On June 19, 2007, the Internet Corporation for Assigned Names and Numbers (ICANN) announced its .test plan of the Internationalized Domain Names (IDN) concept (www.icann.org/announcements/announcement-2-19jun07.htm). Those wishing to comment on or to respond to the proposed .test plan may do so online by July 31, 2007.
ICANN is reconsidering what some have called "non-English" generic top-level domain names (gTLDs) or domain suffixes. Instead of using Roman (not English) characters after the final "dot" in an Internet address, other characters could find their way to the right of that dot. To set the record straight, ICANN does not refer to "non-English" characters, for indeed, we are not talking about English "letters." ICANN has a more neutral term: Internationalized Domain Names (IDN). So, as a first order of business, let us stop referring to non-English characters and start calling them what they are: IDNs.

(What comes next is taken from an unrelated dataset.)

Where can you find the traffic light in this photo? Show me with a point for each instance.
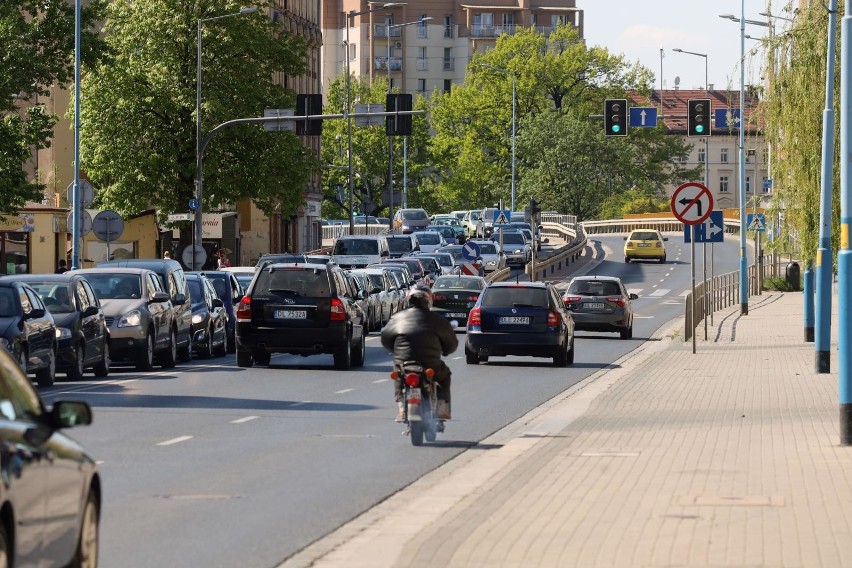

As early as September 2000, the ICANN governing board asserted "that it is important that the Internet evolve to be more accessible to those who do not use the ASCII character set" and that "the internationalization of the Internet’s domain name system must be accomplished through standards that are open, non-proprietary, and fully compatible with the Internet’s existing end-to-end model and that preserve globally unique naming in a universally resolvable public name space" (www.icann.org/topics/idn).
Incorporating non-Roman characters may prove to be a complex undertaking. The Rosetta Project (www.rosettaproject.org/about-us/about-us) has identified more than 2,500 different languages. Some of these languages are not written. But consider some of the major extant character sets: Arabic, Chinese, Cyrillic, Greek, Hebrew, Hindi, Korean, Japanese, Roman, Thai, and Vietnamese—in sum, the range of orthography living and dead. These comprise alphabetic or phonetic scripts where symbols represent (more or less) sounds, ideographic or logographic scripts where symbols represent concepts, and those systems that combine the two. Phonetically based scripts incorporate logograms. Consider these in common use: € ∞, and ©, not to mention national flags or these symbols:
In principle, there is no reason why symbols sets could not be intermixed. For example, from randomly entering Unicode symbols I propose the following TLD: ; that is to say Unicode’s FB38, 21AF, and 2345. It is equally possible to remain in the Roman character domain and add accent marks to the mix: What if .com were revised and ICANN supported .com, .còm, .cóm, .côm, .cõm, and .cöm?
There are software issues, as explained in the ICANN document. Domain names such as www.infotoday.com are surrogates for a specific number address, hence ICA Names and Numbers. Names and numbers servers convert alphanumeric domain names to specific numbers. Infotoday.com actually has the Internet address or IP Number 22.214.171.124. There may be more than one alphanumeric domain name associated with a single IP Number. ICANN is concerned that the name/number resolving software may be insufficiently robust at this time to accommodate the many possible symbol permutations for gTLDs that may be presented. Hence the .test.
I don’t doubt for a minute that name/number servers can or soon will be able to resolve most character sets. There are different implications for the Searcher set. Consider three examples from the ccTLD (country code) arena. Many ccTLDs employ an abbreviation at the second level (2TLD) to categorize the site. These sometimes follow gTLD nomenclature (the original "seven") and sometimes not. Thus, a government site in Mexico carries a .gob.mx "label": .gob for gobierno (government in Spanish) and .mx for Mexico. Academic sites in the United Kingdom are indicated as .ac.uk. Organizational sites in Japan carry the 2LD and ccTLD of .or.jp. At a minimum it is useful for a searcher to be aware of these conventions. Additional levels of complexity are introduced when different language abbreviations are used, like .gob. Far more complexity is introduced into the system if and when .or.jp, for example, is rendered in Japanese. As the number of approved scripts increases, so will the level of complexity.I don’t believe that the Internet should be restricted to Latin scripts or to some limited number of character strings. Every language system should have a place at the table. That said, the level of complexity inherent in domain names will make the searching profession ever more challenging. All in all, I think we will manage. My key worry is how to key in what are certain to be difficult email addresses.